The crystal structure of thaumatin I, a potently sweet protein isolated from the fruits of the West African shrub, Thaumatococcus danielli Benth, has been refined at a resolution better than 1·65 Å using a combination of energy minimization and stereochemically restrained least-squares methods. The final model consists of all 207 amino acids, 28 alternate amino acid conformers and 236 waters, with a crystallographic R-factor of 0·145 for 19,877 reflections having F > 4σ F between 10·0 Å and 1·65 Å ( R = 0.167 for all 24,022 reflections).

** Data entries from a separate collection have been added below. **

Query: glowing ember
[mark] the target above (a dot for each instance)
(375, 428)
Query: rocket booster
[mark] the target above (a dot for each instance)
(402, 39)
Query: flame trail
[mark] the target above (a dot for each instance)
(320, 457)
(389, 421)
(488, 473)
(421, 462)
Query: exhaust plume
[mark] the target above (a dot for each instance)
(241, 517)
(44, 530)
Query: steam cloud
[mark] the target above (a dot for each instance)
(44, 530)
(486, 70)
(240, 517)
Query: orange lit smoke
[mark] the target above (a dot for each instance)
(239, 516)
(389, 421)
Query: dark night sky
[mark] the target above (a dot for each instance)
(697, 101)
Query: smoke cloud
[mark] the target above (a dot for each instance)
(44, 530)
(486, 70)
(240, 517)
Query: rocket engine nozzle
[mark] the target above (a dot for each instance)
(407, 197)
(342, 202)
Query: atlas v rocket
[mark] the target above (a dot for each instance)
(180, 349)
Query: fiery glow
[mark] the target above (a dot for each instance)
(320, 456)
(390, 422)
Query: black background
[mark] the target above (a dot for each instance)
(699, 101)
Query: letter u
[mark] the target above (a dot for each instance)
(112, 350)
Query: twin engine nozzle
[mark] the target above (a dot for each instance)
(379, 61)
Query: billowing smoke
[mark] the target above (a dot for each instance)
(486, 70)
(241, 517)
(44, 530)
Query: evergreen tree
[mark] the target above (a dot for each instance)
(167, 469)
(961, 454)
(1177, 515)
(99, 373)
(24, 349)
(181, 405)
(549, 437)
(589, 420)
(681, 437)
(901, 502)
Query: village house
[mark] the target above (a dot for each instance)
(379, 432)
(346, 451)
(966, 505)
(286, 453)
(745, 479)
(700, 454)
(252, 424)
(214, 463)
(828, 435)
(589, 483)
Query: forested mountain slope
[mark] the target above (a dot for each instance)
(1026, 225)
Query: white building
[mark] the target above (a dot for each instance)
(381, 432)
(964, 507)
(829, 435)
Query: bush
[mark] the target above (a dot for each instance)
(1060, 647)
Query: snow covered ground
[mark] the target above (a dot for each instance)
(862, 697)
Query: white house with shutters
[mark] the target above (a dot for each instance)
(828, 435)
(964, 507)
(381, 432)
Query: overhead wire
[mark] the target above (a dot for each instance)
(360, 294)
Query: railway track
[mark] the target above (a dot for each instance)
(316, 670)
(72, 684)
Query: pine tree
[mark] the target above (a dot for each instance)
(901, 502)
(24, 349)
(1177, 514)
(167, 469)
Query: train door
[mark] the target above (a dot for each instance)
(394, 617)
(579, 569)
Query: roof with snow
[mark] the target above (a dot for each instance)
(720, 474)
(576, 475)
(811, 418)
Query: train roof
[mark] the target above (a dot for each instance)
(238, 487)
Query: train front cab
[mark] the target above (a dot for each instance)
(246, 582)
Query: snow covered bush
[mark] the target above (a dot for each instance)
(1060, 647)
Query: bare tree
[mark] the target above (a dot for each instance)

The model has good stereochemistry, with root-mean-square deviations from ideal values for bond and angle distances of 0·014 Å and 0·029 Å, respectively. 74The estimated root-mean-square co-ordinate error is 0·15 Å. The current model confirms the previously reported 3·1 Å C α trace in both main chain connectivity and disulfide topology, including two disulfide bonds, that differed from the earlier reported biochemical determination. The structure contains three domains. The core of the molecule consists of an eleven-stranded, flattened β-sandwich folded into two Greek key motifs. All β-strands in this sandwich are antiparallel except the parallel N-terminal and the C-terminal strands. The average hydrogen bond length in this sandwich is 2·89 Å, with an angle of 155·1 °. Two β-bulges are found in one of the sheets. The second domain consists of two β-strands forming a β-ribbon and connected by an ω-loop, and contains a proline residue in cis conformation. This structural motif folds back against the main sandwich to form a smaller sandwich-like structure. The third domain is a disulfide-rich region stretching away from the sandwich portion of the molecule. It contains one α-helix and three short helical fragments. Two of the helical segments are connected by an unusually sharp turn, stabilized by a disulfide bridge. One of the three disulfide bonds in this domain takes on two conformations.